With a glance in the mirror, I leave my bedroom, looking and feeling like shit, but it’s no less than I deserve.
“Here, take this,” Fletcher says, handing me a mug of steaming black coffee. “It might help.”
“Or not, in my case. How pissed is Peter?” I ask.
“Let’s just say you’re not his favourite goalkeeper at the moment. You won’t be playing, but if you don’t show up today . . . Let’s just say he’s trying to be understanding of your circumstances. He’s trying to cut you some slack. But you will be fined a week’s wages for not showing up at training the past two days.”
As I would expect. “Why are you in training gear?”
“Because I might end up playing. He was leaving me on the bench after my few days off, but given the small fact that we’re down our number one keeper, he doesn’t want to take chances.”
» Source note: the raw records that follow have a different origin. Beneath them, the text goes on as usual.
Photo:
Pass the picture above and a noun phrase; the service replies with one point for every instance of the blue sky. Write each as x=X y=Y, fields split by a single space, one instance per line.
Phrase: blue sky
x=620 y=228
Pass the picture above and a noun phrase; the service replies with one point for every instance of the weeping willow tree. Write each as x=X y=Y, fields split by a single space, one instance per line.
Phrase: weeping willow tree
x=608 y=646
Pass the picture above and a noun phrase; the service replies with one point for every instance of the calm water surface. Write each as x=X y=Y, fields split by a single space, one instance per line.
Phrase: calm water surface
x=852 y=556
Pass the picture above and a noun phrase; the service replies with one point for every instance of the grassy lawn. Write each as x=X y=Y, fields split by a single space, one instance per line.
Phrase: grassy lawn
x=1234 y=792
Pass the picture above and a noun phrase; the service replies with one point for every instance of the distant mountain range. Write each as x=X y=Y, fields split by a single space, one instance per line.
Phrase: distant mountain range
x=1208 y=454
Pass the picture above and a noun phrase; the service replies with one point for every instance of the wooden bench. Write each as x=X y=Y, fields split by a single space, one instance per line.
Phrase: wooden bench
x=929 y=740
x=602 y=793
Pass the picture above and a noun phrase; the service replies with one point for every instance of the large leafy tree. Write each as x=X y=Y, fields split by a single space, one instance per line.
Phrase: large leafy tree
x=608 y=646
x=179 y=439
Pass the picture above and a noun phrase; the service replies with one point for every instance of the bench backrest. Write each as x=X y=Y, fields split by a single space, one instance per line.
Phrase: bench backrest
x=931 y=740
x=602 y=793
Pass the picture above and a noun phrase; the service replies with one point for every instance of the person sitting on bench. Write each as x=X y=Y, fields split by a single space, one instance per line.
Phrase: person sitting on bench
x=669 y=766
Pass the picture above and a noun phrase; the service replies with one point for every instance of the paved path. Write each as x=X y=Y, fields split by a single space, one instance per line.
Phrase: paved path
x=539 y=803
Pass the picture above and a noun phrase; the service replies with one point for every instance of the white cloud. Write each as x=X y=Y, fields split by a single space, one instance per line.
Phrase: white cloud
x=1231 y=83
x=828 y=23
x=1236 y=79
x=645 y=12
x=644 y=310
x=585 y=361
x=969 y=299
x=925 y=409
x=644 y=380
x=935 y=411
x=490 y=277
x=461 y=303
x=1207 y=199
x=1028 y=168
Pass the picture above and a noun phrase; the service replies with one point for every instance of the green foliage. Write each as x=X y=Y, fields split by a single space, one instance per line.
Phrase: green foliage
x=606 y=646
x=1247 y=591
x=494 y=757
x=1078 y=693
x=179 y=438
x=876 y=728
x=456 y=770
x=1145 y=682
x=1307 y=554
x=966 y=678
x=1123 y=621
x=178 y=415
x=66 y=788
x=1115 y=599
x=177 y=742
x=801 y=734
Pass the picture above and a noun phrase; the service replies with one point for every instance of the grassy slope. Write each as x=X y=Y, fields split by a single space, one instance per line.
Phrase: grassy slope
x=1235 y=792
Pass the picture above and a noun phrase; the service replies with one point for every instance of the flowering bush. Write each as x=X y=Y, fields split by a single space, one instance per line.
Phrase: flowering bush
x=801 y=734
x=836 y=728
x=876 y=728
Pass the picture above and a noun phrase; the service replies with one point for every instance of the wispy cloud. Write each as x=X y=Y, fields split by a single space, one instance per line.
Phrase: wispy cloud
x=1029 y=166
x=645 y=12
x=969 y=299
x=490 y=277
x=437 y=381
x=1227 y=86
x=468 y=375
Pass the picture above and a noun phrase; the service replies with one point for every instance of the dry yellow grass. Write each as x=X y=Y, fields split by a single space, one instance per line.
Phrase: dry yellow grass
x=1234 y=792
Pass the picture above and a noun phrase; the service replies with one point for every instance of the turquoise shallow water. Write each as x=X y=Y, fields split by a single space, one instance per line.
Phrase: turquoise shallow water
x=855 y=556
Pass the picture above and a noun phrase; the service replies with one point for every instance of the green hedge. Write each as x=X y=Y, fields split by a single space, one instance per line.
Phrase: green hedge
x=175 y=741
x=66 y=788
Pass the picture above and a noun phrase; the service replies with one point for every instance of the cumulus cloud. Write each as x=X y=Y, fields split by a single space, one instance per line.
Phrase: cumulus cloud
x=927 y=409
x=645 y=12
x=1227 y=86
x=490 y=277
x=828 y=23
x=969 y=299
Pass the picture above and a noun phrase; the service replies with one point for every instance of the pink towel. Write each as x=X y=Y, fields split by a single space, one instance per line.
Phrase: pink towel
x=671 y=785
I drink my coffee and we leave for me to face the music or the wrath of Peter and the rest of the players. Not only am I letting myself down, but I’m letting the team down and the fans who pay money week in week out to watch us play. I can’t help it; none of them would understand. Fletcher claims to understand. And I suppose he does to a certain extent. He’s been down on his luck like I have and we’ve both dealt with all the shit that has gone wrong in our lives. Women and drink were always our answer.
We arrive at the stadium earlier than usual. It’s still busy with fans starting to arrive, all hoping to get a glimpse of the players. When we go inside, Fletcher leads the way straight to Peter’s office. Christ, I’m not sure I’m ready for this.
Fletcher knocks on the office door and I stand fidgeting like a schoolboy. “Come in.”
Here goes. I open the door and Peter sits at his desk, arms crossed, looking at me. I enter with Fletcher behind me.
“Well, you look awful,” Peter says, urging me to sit down. Fletcher leans against the wall to my left.